Happy Mooncake Festival to all Chinese readers!

Chinese all over the world will celebrate the Mooncake Festival (also known as the Lantern Festival or Mid-Autumn Festival) this Friday, Sept 13, which is the 15th day of the 8th moon of the Chinese Lunar Calendar around the time of the Autumn Equinox.

The day of the festival is not a public holiday but some Chinese schools take a break on that day to allow its students to celebrate with their family members.

Early in the morning, housewives go to a wet market to buy food in preparation for their big family reunion dinner when mooncakes are usually eaten under the big full moon.

When I was a teenager, I lived in a special neighbourhood at Foochow Lane, Sibu where different families rented rooms in a wooden, longhouse-style block. There festivals were welcomed with much excitement and enthusiasm, and the elderly Hainanese ladies always reminded us about the festivals long before they happened.

On the day of the festival, every housewife in the block churned out their best family reunion recipes. As the families were friendly with each other, children like us could pop in and out of the rooms to check on what was being cooked in the kitchen.

If your family is Hainanese, chicken rice is a must during the Mooncake Festival or any other festival for that matter.

I learnt to cook authentic chicken rice from a Hainanese woman born and bred on the island of Hainan. Whenever I want, I can still see her in my mind’s eye busy frying her chicken rice over a wood fire in the kitchen.

Many children looked forward to lighting paper lanterns and playing them with their friends during the festival. The lanterns were always on sale in the shops long before the festival day arrived.

Nowadays, Malaysian children are spoilt for choice when it comes to choosing their lanterns. The lanterns come in all shapes and sizes. Instead of lanterns with candles, you can buy those powered by batteries.
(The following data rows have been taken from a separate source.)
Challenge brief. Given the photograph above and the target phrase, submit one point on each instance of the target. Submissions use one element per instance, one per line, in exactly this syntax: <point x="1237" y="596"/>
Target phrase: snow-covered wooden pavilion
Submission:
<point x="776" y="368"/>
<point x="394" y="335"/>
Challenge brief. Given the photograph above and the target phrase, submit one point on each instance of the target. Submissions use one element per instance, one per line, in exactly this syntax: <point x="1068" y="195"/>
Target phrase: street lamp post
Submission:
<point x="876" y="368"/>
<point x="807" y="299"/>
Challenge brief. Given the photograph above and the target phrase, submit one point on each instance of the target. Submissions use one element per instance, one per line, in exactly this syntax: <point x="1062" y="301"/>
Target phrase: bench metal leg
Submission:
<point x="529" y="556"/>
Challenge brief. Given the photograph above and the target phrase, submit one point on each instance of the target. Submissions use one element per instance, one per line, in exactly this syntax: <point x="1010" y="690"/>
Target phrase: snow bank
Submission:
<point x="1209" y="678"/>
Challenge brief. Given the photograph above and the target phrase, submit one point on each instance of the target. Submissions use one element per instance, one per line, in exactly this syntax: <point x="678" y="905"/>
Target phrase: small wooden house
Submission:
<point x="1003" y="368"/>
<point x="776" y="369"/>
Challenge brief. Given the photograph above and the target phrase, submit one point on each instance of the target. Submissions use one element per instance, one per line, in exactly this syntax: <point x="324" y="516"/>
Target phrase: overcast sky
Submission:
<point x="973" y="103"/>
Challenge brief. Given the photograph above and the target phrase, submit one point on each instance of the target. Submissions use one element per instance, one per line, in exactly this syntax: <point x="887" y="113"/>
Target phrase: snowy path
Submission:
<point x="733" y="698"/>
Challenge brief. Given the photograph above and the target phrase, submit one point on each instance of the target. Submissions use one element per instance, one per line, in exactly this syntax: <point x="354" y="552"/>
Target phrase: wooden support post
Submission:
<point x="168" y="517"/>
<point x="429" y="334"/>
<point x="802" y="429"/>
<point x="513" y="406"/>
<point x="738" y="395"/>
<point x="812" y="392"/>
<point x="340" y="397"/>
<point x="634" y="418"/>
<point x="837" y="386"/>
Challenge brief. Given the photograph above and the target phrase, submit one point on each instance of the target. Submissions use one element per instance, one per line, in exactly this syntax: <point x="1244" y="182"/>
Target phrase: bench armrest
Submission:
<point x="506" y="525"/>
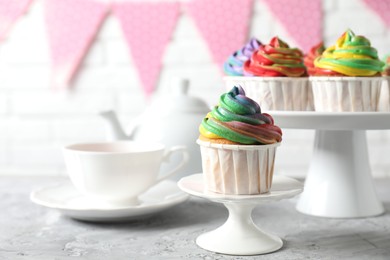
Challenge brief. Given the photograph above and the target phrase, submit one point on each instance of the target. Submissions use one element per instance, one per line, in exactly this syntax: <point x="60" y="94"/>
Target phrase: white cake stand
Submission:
<point x="239" y="235"/>
<point x="339" y="182"/>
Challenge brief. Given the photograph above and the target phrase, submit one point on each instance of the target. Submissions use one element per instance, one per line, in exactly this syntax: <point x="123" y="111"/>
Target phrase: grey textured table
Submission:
<point x="28" y="231"/>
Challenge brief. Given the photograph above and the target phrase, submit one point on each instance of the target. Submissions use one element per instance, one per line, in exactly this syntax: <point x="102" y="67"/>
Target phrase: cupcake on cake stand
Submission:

Some of the lanterns are so beautifully painted that I do not have the heart to light candles in them!

Some Chinese associations organise Mooncake Festival dinners for their members at their premises. After the dinners, all the members and their children and/or grandchildren then go for lantern-strolls around the association buildings.

My 24-year-old niece, Ah Hong, remembers one such lantern-stroll organised by the Kuching Hainan Association with fondness in her heart. She was in kindergarten then and my father, who was in his early 70s, accompanied her on the stroll.

Looking back, it was good of the association to celebrate the Mooncake Festival with its members. It made young children appreciate their Chinese culture and heritage and strengthen their ties with their elders.

In Kuching, the Federation of Chinese Associations of Kuching, Samarahan and Serian Divisions also held a parent-child lantern colouring and decorating contest recently to mark the Mooncake Festival. The contest was aimed at promoting the festival and letting parents share their knowledge of Chinese culture with the younger generation.

In keeping with the season, some commercial centres, like Plaza Merdeka Shopping Mall, organise lantern-making competitions.

The Mooncake Festival is a traditional celebration of not just the Han Chinese, but also minority ethnic groups in China.

The festival is believed to have originated from the ancient ceremony of offering sacrifices to the Moon Goddess for the year-end harvest.

The custom of worshipping the moon dates back to the Xia and Shang Dynasties of China (2000 BC-1066 BC). During the Zhou Dynasty (1066 BC-221 BC), villagers celebrated in preparation for the arrival of winter and to celebrate the beauty of the new moon. In subsequent dynasties, baked mooncakes were presented to relatives as gifts during family reunions.

The Mooncake Festival has been celebrated on a large scale since the Han Chinese overthrew their Mongolian rulers during the Yuan dynasty (1280-1368 AD) in China.

As the Mid-Autumn Festival drew near, the rebel leaders ordered mooncakes to be baked and distributed to the villages. In the cakes were messages of the outline of their attack.

On the festival night, the rebels successfully overthrew the government with the help of local villagers and later established the Ming dynasty (1368-1644 AD).

As you eat your mooncakes this Friday, remember this story. It is part of the real history of the Mid-Autumn Festival.